Surely for the backbencher the Cabinet report represented an ideological shift from the party’s 1987 pledge to introduce “a free doctor of your choice” system through which patients would choose a private doctor while the state paid the cost. “The report is a far cry from our proposals in 1988. Back then, one was considering a service in which doctors would be paid by the state whereas now one is thinking of a system in which doctors are paid by the patient.”
But is the Maltese health system sustainable? “In a downturn one understands that a government should watch out for the costs as must be done anywhere, even in health and social policy. But here again the government must decide who needs the state’s help most.”
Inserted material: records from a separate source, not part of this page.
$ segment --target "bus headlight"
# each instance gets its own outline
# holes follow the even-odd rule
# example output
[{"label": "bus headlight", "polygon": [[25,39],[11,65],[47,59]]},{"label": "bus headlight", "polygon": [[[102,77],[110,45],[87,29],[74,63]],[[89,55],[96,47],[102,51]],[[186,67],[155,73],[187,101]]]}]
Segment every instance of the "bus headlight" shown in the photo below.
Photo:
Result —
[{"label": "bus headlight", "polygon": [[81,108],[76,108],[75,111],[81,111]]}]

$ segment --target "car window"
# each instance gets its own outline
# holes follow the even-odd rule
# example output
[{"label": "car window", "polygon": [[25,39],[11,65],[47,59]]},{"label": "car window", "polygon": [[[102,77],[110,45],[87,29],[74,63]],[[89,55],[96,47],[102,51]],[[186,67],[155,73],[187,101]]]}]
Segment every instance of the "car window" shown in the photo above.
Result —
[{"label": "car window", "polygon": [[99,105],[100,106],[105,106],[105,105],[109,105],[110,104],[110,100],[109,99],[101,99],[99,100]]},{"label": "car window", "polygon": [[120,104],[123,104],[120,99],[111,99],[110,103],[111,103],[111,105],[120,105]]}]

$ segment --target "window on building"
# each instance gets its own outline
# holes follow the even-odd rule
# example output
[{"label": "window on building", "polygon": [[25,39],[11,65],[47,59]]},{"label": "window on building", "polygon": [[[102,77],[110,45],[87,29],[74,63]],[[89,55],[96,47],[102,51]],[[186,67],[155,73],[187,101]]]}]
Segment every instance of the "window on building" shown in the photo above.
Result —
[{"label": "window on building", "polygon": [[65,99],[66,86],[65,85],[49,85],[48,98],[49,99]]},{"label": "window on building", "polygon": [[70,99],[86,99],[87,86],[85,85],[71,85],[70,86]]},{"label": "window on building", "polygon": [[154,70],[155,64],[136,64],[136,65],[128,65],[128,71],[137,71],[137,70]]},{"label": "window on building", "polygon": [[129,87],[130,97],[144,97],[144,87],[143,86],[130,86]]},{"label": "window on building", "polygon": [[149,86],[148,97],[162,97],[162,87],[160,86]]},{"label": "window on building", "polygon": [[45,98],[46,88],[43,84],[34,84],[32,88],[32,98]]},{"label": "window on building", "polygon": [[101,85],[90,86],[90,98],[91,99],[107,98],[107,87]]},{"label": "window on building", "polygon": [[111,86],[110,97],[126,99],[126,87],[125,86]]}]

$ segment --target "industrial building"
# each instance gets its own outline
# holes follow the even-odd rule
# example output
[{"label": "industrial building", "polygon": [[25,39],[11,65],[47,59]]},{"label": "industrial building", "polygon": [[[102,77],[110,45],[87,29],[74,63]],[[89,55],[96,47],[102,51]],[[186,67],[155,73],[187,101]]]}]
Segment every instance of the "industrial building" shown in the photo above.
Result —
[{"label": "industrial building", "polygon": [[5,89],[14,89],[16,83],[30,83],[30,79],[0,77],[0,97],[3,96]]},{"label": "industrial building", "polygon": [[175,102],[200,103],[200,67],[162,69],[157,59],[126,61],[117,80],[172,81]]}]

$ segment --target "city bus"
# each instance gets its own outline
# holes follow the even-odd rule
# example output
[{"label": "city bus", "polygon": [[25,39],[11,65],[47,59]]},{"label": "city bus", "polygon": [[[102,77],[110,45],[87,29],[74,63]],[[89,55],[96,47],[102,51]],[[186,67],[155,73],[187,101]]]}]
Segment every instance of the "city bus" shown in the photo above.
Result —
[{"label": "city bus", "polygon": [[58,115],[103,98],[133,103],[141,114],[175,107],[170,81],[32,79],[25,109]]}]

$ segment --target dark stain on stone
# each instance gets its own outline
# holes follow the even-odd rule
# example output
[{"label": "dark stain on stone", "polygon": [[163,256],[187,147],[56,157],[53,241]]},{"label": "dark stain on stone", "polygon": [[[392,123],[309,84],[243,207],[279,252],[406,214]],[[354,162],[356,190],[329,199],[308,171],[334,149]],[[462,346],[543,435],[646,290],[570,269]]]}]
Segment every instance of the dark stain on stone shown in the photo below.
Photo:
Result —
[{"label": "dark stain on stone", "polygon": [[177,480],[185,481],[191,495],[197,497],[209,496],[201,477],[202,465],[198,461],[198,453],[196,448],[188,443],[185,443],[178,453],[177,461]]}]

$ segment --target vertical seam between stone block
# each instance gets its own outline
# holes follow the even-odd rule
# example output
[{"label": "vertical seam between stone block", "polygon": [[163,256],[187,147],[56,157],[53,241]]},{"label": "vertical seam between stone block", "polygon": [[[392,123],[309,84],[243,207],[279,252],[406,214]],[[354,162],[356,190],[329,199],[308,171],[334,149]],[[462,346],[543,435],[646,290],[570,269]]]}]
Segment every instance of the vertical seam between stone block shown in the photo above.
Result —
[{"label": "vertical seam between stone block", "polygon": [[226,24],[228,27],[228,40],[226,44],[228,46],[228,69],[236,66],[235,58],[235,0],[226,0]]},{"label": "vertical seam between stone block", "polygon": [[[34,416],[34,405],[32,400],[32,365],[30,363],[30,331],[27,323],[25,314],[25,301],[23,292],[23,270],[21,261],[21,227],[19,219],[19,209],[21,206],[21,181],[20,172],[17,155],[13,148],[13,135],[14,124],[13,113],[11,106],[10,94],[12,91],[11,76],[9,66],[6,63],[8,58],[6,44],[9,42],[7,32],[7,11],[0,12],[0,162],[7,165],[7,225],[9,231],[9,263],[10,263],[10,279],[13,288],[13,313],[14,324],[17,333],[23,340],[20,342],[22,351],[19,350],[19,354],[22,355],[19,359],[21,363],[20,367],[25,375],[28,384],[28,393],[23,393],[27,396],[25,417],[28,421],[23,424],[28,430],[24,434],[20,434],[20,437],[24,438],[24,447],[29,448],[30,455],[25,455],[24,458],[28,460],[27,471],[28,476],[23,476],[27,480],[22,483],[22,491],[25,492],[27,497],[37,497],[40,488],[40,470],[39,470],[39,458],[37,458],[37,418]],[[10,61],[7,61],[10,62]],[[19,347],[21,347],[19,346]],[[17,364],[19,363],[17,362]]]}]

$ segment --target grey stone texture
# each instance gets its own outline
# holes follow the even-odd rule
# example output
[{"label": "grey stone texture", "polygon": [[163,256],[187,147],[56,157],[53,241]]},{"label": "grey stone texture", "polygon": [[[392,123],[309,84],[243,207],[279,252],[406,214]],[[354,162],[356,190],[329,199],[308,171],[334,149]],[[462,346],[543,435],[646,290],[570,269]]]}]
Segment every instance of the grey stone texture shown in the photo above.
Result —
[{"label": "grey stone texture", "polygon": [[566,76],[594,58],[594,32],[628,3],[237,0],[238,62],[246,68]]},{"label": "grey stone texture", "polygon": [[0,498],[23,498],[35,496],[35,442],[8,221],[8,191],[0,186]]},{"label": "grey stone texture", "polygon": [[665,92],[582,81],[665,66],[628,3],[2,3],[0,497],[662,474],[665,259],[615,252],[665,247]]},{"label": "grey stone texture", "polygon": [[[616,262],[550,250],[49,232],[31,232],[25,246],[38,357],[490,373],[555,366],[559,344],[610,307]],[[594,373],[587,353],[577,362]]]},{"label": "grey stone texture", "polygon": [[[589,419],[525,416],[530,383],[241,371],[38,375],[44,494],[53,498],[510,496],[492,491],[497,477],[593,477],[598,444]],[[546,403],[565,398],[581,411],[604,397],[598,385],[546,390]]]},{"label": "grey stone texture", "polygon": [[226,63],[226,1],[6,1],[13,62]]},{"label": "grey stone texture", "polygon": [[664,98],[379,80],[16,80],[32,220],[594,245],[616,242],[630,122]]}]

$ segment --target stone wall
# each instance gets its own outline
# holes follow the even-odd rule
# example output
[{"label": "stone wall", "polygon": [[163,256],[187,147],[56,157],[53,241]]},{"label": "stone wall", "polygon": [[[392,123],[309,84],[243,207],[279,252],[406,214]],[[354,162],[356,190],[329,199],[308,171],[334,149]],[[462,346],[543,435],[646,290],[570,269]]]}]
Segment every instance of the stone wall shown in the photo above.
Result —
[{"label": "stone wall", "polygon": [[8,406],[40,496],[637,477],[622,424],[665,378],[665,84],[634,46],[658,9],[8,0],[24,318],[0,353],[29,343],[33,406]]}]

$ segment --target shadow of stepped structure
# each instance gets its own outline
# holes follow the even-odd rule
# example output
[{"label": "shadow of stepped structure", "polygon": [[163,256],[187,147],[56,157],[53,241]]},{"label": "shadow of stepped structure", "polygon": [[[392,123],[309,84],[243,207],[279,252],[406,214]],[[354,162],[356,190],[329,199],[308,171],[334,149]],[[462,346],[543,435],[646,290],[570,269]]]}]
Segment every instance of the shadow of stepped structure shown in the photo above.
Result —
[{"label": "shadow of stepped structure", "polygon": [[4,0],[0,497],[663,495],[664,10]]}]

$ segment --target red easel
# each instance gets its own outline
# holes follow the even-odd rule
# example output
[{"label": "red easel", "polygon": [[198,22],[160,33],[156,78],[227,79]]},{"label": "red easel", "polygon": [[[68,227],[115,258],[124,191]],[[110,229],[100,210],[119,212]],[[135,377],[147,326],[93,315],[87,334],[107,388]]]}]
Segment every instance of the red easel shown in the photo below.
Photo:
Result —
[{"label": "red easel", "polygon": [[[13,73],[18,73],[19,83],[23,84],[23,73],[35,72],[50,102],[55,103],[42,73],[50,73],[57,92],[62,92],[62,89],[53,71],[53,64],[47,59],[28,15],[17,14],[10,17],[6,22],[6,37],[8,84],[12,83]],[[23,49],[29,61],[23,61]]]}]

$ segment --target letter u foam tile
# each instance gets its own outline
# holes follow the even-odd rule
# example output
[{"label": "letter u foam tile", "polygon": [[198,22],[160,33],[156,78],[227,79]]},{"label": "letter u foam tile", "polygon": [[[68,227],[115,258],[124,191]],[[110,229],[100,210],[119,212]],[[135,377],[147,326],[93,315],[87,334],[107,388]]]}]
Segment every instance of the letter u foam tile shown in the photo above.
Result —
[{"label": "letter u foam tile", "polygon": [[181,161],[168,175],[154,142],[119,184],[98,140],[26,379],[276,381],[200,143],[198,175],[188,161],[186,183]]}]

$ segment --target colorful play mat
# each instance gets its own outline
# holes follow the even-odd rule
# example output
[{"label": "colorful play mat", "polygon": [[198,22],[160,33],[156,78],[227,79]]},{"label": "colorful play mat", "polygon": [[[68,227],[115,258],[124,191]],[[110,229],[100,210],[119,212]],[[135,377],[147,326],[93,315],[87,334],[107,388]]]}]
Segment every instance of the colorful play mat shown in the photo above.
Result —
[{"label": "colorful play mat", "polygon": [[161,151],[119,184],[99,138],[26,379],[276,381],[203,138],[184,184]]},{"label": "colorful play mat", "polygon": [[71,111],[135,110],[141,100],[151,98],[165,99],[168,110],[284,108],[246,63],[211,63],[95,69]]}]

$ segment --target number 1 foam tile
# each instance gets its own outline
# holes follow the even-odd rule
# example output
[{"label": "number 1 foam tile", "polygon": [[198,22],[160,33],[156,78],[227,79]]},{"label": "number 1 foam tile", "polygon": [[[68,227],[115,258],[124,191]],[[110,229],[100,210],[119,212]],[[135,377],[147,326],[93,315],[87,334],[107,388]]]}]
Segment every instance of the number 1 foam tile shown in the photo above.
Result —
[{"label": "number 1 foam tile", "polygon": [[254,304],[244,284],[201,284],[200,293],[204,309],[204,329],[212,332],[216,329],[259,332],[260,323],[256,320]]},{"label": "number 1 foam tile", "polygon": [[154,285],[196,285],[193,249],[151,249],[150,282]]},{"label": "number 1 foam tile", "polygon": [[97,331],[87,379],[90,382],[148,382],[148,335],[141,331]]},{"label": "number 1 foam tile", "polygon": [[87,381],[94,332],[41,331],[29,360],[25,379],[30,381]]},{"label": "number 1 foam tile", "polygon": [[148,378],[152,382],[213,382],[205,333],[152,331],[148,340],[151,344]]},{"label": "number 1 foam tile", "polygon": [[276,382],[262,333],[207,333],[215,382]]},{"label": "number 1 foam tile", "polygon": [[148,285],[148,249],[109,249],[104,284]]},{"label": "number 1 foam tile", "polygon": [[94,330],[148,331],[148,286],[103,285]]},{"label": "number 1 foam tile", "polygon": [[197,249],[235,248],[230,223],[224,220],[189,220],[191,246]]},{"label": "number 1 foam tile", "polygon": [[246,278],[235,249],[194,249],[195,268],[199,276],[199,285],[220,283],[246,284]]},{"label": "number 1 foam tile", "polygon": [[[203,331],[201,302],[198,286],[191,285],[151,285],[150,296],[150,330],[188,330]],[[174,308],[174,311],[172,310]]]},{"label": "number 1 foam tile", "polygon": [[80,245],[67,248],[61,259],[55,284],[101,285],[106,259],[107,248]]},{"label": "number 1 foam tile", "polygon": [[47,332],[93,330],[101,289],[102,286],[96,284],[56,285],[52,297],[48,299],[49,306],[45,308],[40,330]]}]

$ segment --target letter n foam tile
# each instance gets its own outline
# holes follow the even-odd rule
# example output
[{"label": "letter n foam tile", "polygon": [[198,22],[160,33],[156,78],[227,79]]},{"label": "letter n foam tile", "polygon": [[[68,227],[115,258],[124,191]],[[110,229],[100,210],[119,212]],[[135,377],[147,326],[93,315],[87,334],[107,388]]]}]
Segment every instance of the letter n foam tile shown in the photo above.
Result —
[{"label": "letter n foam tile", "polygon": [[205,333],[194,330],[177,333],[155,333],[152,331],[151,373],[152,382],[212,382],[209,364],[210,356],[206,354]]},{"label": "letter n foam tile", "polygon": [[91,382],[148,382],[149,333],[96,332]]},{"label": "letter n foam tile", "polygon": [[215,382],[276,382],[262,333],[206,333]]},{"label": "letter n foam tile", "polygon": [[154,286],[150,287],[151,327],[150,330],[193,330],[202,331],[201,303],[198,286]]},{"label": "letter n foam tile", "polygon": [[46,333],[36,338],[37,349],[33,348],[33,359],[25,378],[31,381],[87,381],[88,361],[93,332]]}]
Farrugia agrees with the means-testing of certain medicines, although he insists any reform should only apply to newly diagnosed patients and should not disrupt the life of those already used to receiving free medicines. “If the cost of a medicinal product is negligible as compared to the declared income of the person involved, one can start thinking about not providing that particular product for free.”
On the other hand he thinks that the government should still offer expensive medicines, some of which are not presently available on the government’s list of free medicines, free of charge.
He also expresses his concern that the government is not standing firm against medicine importers as it owes them a lot of money. “Drug importers are owed lots of money by the state. So there is also a great laissez-faire attitude by the state towards these importers. How is it possible that Malta is one of the few countries where a highly effective drug against Ischaemic heart disease is no longer found on the market? Is this because this drug is very cheap?”
In this particular case one can still find two other products which are seven times more expensive because they were developed recently. “Is this a cartel? Have the importers of the more expensive drugs bought out the importer of the much cheaper drug?”